Semantics aside, what is wrong with going back to the old ways, the mystical ways? I am not saying that church is not a good way to explore faith, on the contrary. I am able to go into most churches and enjoy the community, being with other prayerful people. It feels safe and welcoming. Even when I disagree with the tenants of a particular practice, I can still gain something from attendance. I have ventured into Catholic, Baptist, Unitarian, Protestant, Lutheran, Jewish, and Buddhist communities. Each is precious in its own way, allowing a cherished space for contemplation. Mysticism is about constantly questioning and being comfortable resting in the unknown. The very concept that a particular faith has all of the answers astounds me. How can that be? I visualize religion as pieces to a much larger puzzle, the puzzle of the greater universe. We can fiddle with the pieces over a long period of time before we can fashion a complete picture at the end of this physical life.
My current practice includes a deep desire to connect with nature. Some dance or sing, others might meditate, for me it is simply walking outside, with the sun on my face, feeling utterly small but at that same time connected to something greater than myself. It is a feeling that I am able to recall at any time. I can close my eyes, visualize and am transported back to that moment. I feel warmth, love and connection while completely encircled by a protective white light. It is truly a wonderful experience.
As a child I was always this way. I was probably considered weird and different. I don’t even want to know how difficult it was for my parents. Extremely sensitive to everyone’s energy, I felt so much. I felt that connection without understanding what it was. I was not able to feel any comfort in the unknown but rather felt confusion and isolation. I developed fears of the larger world and was scared of being alone. Opening myself up to all of the energies that permeated my reality and not knowing how to process them was a tenuous road for a young girl. I became very shy and only had a few close friends. It was a lonely road. I craved the kind of intimacy one feels with a greater power and no amount of real people interactions would fill that void. I studied dance because in the moments of intense work, it was just me and the music. All of the misunderstood energies coming at me dissipated and I found calm working on the technique. I also had moments of connection moving to the music; it was transcendental and fulfilled me more than anything else.

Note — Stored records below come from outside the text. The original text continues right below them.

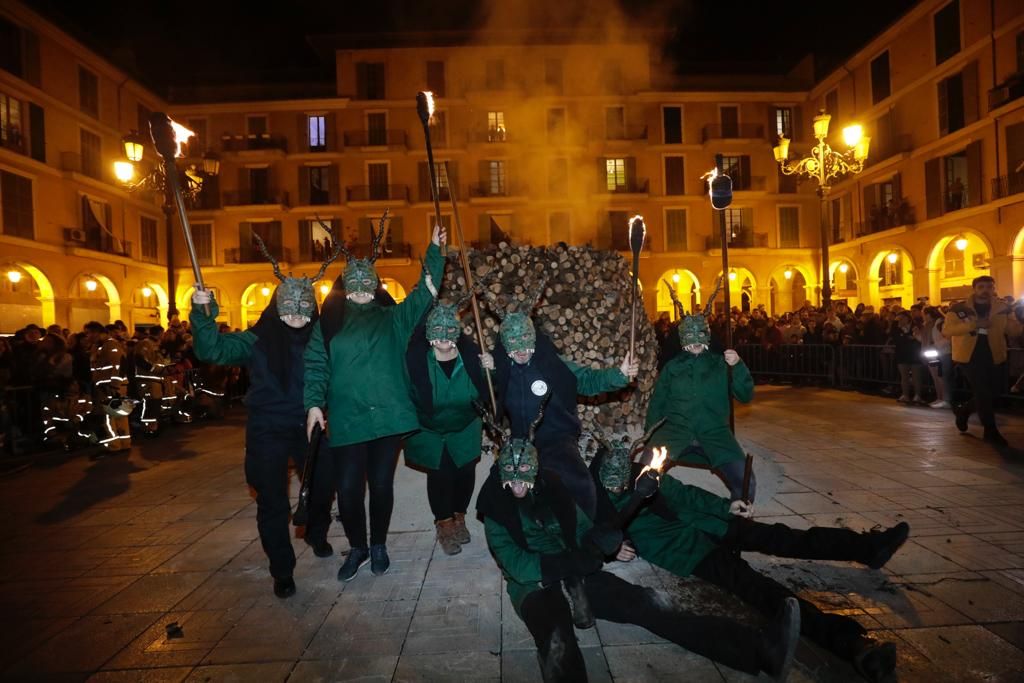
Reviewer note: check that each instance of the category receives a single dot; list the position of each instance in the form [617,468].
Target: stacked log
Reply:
[584,309]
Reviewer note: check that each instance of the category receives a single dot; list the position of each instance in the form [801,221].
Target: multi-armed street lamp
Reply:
[825,165]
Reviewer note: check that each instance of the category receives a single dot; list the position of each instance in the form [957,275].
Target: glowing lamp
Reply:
[124,171]
[821,124]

This takes us back to the theme of coloring outside the lines. To be a great artist or thinker, one is always encouraged to think outside of the box, create and experience the art directly. Why must spirituality be thought of so differently? We are, after all, the architects of our life, of this journey, why can one be ostracized for not fitting inside the defined lines of practice? In my view this is hypocritical. It is in completely freeing ourselves from societal norms and expectations in regards to religion that true experience begins. A freedom exists that allows one to think and engage in a way that fits, rather than a forced interplay. I encourage all of you to color outside the lines of your life. It can be terrifying to move against the grain and at the same time a tad bit rebellious. Embrace the discomfort and know that the venture into the unknown is right where you should be.